For these reasons, all participants were included regardless of nail condition. Subsequent studies should incorporate an external control group, recruit larger samples to enable adequately powered subgroup analyses, clearly delineate physiological versus pathological nail changes, and measure serum zinc and albumin levels in addition to nail zinc levels.

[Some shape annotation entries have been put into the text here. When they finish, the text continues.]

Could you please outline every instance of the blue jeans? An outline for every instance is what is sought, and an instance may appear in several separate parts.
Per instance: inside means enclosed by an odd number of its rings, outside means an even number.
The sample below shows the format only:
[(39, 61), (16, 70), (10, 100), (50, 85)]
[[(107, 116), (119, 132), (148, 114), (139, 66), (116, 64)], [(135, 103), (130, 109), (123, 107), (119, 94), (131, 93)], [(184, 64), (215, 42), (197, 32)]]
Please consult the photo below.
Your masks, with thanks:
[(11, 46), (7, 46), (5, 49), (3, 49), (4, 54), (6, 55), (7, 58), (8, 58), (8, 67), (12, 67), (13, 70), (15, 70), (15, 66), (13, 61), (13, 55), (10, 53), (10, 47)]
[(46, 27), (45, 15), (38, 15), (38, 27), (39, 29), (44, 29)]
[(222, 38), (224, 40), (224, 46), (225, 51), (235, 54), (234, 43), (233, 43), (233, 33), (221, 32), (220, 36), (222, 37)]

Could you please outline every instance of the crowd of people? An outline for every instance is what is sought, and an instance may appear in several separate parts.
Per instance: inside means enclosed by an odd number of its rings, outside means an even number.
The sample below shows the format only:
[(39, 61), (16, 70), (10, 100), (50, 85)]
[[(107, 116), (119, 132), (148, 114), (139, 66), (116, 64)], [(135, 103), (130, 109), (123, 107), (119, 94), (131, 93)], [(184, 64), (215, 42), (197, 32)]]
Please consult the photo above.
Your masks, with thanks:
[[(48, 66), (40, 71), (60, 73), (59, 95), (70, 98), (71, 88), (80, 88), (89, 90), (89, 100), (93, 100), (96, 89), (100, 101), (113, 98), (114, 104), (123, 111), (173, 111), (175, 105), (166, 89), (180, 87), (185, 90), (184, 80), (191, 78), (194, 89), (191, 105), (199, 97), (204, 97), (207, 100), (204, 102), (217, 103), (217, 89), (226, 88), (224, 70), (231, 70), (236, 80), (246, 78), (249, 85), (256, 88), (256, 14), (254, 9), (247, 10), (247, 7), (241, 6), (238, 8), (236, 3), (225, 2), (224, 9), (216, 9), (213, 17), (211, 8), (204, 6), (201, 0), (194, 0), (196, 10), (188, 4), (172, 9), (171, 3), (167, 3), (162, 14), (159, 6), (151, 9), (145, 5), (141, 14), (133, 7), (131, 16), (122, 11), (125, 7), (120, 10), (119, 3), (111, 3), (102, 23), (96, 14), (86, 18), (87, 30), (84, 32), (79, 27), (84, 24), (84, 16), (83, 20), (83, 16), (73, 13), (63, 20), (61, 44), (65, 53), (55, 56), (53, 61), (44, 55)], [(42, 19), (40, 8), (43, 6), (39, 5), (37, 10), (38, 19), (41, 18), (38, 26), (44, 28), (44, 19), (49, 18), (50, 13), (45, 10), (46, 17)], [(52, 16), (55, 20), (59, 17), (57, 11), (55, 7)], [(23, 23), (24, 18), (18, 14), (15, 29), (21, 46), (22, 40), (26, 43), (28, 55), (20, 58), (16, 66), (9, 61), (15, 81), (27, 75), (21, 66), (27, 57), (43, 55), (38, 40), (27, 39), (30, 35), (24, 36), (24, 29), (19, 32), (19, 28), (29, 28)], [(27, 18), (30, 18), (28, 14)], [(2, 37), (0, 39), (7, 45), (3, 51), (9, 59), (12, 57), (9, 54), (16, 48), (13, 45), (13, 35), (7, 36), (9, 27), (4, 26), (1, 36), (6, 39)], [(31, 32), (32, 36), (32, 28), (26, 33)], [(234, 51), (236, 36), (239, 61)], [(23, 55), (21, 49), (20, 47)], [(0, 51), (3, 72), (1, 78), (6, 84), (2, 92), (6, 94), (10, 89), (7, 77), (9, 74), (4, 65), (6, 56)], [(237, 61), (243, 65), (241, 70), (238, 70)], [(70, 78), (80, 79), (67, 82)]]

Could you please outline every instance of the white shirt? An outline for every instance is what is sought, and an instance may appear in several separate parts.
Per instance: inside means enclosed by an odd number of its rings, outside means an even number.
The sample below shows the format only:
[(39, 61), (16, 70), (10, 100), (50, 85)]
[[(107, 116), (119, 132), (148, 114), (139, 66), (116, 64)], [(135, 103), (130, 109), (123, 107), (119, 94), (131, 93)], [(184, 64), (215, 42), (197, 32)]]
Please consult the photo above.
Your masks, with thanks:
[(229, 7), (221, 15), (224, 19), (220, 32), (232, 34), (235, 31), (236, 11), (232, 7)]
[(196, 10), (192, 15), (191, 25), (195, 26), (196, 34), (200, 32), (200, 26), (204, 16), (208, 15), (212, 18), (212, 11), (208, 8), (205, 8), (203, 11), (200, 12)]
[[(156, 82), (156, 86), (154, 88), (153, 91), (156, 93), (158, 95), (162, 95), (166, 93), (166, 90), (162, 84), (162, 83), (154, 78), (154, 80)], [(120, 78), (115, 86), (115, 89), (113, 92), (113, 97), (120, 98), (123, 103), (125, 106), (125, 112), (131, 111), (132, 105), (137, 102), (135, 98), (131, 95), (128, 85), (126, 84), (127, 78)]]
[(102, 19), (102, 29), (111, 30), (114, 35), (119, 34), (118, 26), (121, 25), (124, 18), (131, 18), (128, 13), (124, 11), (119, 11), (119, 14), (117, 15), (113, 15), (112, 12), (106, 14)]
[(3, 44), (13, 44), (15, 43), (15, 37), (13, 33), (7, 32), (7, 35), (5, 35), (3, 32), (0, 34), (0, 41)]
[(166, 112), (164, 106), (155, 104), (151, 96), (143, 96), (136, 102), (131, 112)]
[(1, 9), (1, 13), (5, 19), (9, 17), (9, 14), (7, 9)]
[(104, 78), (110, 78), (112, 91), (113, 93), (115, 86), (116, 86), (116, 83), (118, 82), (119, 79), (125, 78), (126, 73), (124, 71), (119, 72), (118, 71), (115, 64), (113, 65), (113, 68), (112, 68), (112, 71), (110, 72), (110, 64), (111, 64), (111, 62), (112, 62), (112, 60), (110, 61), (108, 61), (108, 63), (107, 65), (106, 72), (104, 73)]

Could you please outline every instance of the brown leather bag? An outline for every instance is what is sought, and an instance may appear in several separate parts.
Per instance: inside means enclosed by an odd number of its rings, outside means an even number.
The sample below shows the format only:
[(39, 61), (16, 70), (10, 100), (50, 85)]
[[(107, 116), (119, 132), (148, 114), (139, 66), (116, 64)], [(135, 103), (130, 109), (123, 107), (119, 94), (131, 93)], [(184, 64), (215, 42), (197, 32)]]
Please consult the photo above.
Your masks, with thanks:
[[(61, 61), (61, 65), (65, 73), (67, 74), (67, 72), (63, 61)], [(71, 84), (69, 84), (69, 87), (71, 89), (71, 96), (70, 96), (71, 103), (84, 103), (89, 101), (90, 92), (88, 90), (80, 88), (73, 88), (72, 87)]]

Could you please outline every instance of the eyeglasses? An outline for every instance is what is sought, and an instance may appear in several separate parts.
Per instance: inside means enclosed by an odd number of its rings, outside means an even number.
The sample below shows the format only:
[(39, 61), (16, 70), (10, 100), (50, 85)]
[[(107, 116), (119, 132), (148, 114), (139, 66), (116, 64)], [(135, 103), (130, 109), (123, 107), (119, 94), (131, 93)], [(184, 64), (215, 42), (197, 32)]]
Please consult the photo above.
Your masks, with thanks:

An observational cohort study may also be advantageous, given its superiority in establishing temporality as opposed to a cross-sectional study.
Conclusions
From the observation, in spite of the absence of statistical significance, we discovered that the average of nail zinc levels was lower in older adults with nail changes compared to their counterparts. No substantial differences were observed when accounting for the comorbidities (hypertension, diabetes mellitus type 2, dyslipidemia) and the medication use (antihypertensives, antidiabetics, antidyslipidemic drugs, and anticonvulsants). Nevertheless, these findings justified further investigation to elucidate the complex interactions of these variables.